It's not even a requirement in some languages: e.g., Latin, Sanskrit, Russian, and Chinese do without articles, definite or indefinite. Wonder is a winderful thing, but I doubt that the question has an answer.
I remember some shiny mustachioed professor saying that words are designed using something along the lines of a "parakinesthetic abstraction"; basically that certain kinds of sounds tend to be used for certain kinds of things.
An example he gave was showing the audience a picture of a curvy blob and a shape with sharp angles side by side, and he said "one of these is 'Kiki', the other 'Booba'; which is which?"
I don't think it's terribly beyond the pale to suggest that we know which is which, and the point he was trying to make is that the sounds of words have inherent meaning. I guess I was wondering if that was true do you think, or if there was more to it than that.
I think there are such things as onomatopeia and ideophone, but I think they are language-specific. For instance, Japanese waza waza means "doing something difficult on purpose, even though there is no need to, such as swimming across a river instead of taking the bridge", and uja uja means "many small things gathered together and moving, such as a swarm of insects or a crowd of people seen from a distance". But can English speakers guess which is which?

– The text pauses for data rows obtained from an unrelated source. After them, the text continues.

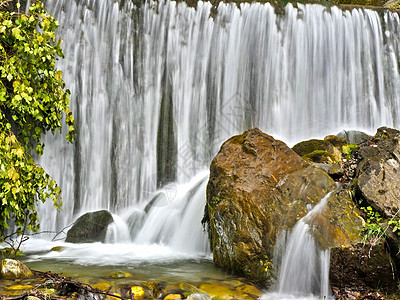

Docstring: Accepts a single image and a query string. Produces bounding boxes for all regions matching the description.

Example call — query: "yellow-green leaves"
[0,1,75,240]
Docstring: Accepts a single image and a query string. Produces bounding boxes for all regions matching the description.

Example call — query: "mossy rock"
[1,258,33,279]
[324,135,347,147]
[107,271,132,278]
[302,150,336,164]
[342,144,359,159]
[65,210,114,243]
[337,130,371,145]
[292,139,335,156]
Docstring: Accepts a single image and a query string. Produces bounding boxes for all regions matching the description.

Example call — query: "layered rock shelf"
[203,128,400,293]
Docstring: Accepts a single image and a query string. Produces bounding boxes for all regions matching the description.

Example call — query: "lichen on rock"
[203,129,397,290]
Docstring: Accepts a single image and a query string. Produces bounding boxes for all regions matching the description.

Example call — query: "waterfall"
[262,191,334,300]
[39,0,400,248]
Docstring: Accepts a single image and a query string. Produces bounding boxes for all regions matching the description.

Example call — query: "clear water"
[6,0,400,298]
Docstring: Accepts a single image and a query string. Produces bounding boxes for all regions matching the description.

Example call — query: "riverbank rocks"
[1,258,33,279]
[356,127,400,217]
[65,210,114,243]
[203,129,346,286]
[203,129,397,290]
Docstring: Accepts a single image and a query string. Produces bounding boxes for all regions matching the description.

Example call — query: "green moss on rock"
[302,150,336,164]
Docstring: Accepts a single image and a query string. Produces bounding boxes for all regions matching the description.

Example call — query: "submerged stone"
[65,210,114,243]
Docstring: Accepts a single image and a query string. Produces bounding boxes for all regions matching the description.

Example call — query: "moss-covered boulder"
[292,137,341,163]
[203,129,396,288]
[1,258,33,279]
[337,130,371,145]
[356,127,400,217]
[292,139,335,156]
[65,210,114,243]
[204,129,354,286]
[324,135,347,148]
[330,240,399,294]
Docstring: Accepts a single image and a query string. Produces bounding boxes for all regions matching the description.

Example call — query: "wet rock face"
[357,127,400,217]
[203,129,397,290]
[203,129,344,286]
[1,258,33,279]
[65,210,114,243]
[329,241,398,293]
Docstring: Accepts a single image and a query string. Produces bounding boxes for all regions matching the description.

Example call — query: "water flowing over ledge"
[40,0,400,251]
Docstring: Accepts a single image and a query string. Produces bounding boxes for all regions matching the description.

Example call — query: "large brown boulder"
[203,129,395,287]
[357,127,400,217]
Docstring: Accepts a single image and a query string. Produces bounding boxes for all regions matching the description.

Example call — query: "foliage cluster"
[361,206,400,243]
[0,0,74,237]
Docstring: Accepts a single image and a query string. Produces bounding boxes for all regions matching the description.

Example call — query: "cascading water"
[262,192,333,300]
[35,0,400,262]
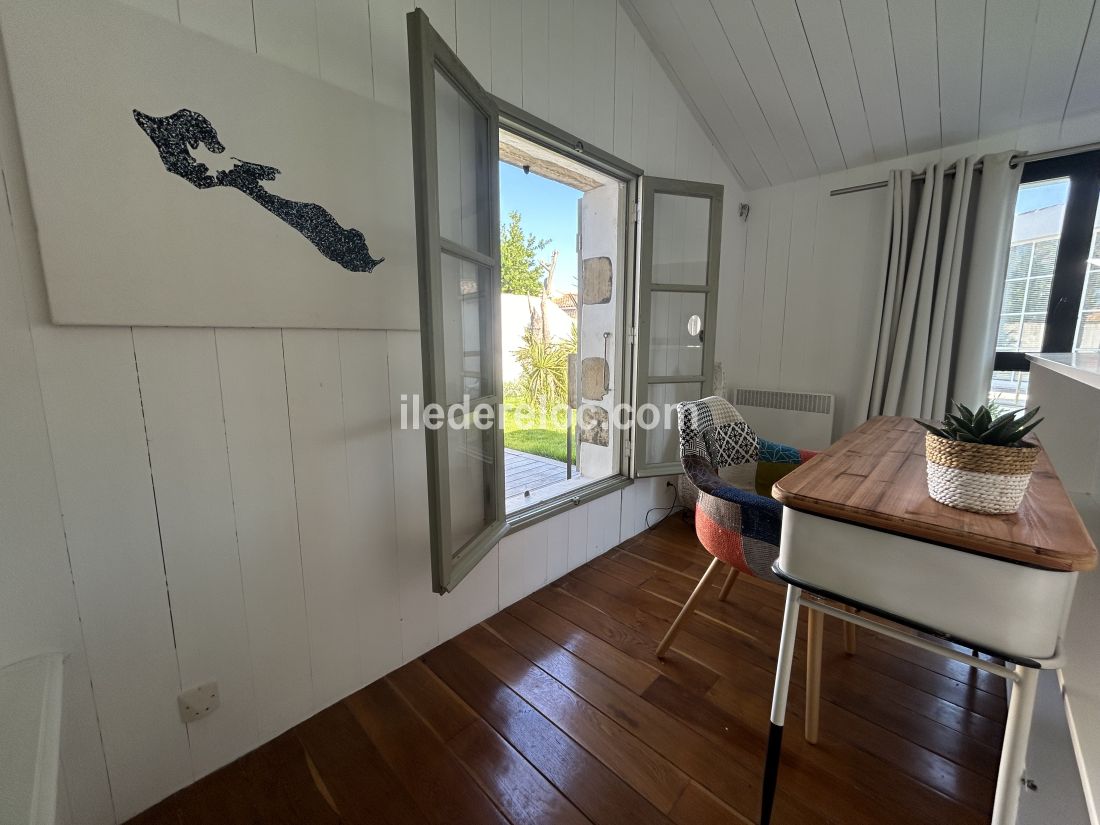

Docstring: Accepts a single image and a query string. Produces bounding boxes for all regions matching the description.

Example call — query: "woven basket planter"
[924,432,1040,513]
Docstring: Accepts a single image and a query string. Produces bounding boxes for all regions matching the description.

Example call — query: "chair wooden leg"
[718,565,737,602]
[806,608,824,745]
[844,607,857,656]
[657,557,722,659]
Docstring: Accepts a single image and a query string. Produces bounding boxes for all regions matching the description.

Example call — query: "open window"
[407,10,506,593]
[407,10,722,593]
[989,152,1100,409]
[634,176,723,476]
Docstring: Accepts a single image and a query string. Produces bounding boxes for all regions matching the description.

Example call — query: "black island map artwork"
[133,109,386,272]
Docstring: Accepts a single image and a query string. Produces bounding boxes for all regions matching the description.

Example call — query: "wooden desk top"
[772,417,1097,572]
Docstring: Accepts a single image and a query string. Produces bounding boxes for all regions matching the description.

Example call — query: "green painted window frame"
[406,9,508,593]
[631,175,724,479]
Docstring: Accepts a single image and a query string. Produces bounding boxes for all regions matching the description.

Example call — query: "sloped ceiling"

In general, the connection between sound and meaning is arbitrary.
Concerning onomatopoeia, I once read a book about "how to read aloud" that was written by a voice actor. He said that he treats every word as if it is onomatopoeic. That comment has stuck with me (even though I can't remember the book title or the author's name). It's an interesting thing to think about, as a puppeteer, professional read-aloud-er, and actress, and it changed the way I thought about those aspects of my work.
******* "Happiness is not something ready made. It comes from your own actions. ~Dalai Lama
If the world consists of Europe and a few of its (ex-)colonies.
The link I saw lead to a list of languages, not countries. It includes most of languages of the northern hemisphere (with the notable exception of Chinese - although Japanese is included) I reckon the descriptor "the world over" whilst not being entirely accurate, certainly does not imply that it is only European colonies' languages that are included.
After all, most of Africa was once colonised by European countries, whereas Japan and Russia were not.